There’s nothing like being in the trenches to understand what a physician really does. When Salam Osman, a second-year student in the Northeast Ohio Medical University College of Medicine, participated in the Leroy Rogers Summer Preceptorship Program of the Ohio Academy of Family Physicians (OAFP) Foundation, she had the chance to do just that.
Osman was matched with preceptor Deborah Plate, D.O., at Cleveland Clinic Akron General hospital and worked with her – and Dr. Plate’s patients – to develop a patient education pamphlet on the Human papillomavirus (HPV) vaccine.
Below, Osman shares the reflection that she wrote for the OAFP Foundation about her Leroy Rogers Summer Experience.
Whenever someone says the word “doctor,” the first thing that comes to my mind when I close my eyes is a primary care physician. On July 15, 2019, I embarked on what was going to be the most educational and fulfilling experience of my medical career. I am so glad that I opened an email I received in November of 2018 from Mary Sherman, the Family Medicine Administrative Coordinator at our school. Because I opened that email, I was fortunate enough to learn from wonderful clinicians and students at the Cleveland Clinic Akron General. The four weeks that I spent there were meaningful, memorable, and dynamic.
The preceptor that I worked with was Dr. Deborah Plate, DO. I closely worked with her and her patients as we brainstormed ideas to use as part of my patient education pamphlet. After some discussion, we agreed to make HPV vaccine advocacy the focus of my four weeks at the Cleveland Clinic—I even made pamphlets that discussed the benefits of HPV vaccines and distributed them at Dr. Plate’s office.

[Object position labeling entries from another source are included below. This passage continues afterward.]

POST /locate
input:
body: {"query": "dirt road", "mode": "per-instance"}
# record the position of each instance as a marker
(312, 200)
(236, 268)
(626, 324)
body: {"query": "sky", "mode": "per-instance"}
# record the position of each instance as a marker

The highlight of my experience with Leroy Rogers, however, revolved around the scheduling and organization of my duties. Even though I expected to work solely with Dr. Plate, the medical education coordinator at the hospital saw it to my advantage to obtain an M3/M4 schedule instead. Every hour, every day, I was doing something different with a different preceptor. My mornings would often start at 7:30am, doing inpatient rounds with a resident. Then at 8am, we would have morning report, where all the physicians, students, pharmacists, and residents would gather and present cases and recent admissions. My mornings would consist of either office hours until noon, or some sort of nursing home visit/women’s shelter visit. During lunch time, I would eat food in the cafeteria with my M3 and M4 friends from my school. The afternoon required me to do office hours with another physician/nurse, or have an EKG simulation lab. Sometimes, pharmacy sessions would be held. Every Wednesday afternoon, the residents and I would have didactic sessions, listening to guest speakers on various topics such as financial planning, being an empathetic listener as a physician, and how to sensitively approach patients with end-of-life care discussions. All in all, this schedule definitely kept me on my toes, and I am oh so thankful that I got an accurate preview of what an M3 rotation looks like. This gives me more motivation to do well on Step 1 since I know what is awaiting me on the other side of the tunnel.
I highly recommend this program to any M1 student who is seeking a meaningful, hands-on, and eye-opening summer experience. This program reaffirmed and solidified my love and respect for family medicine as a career and vocation.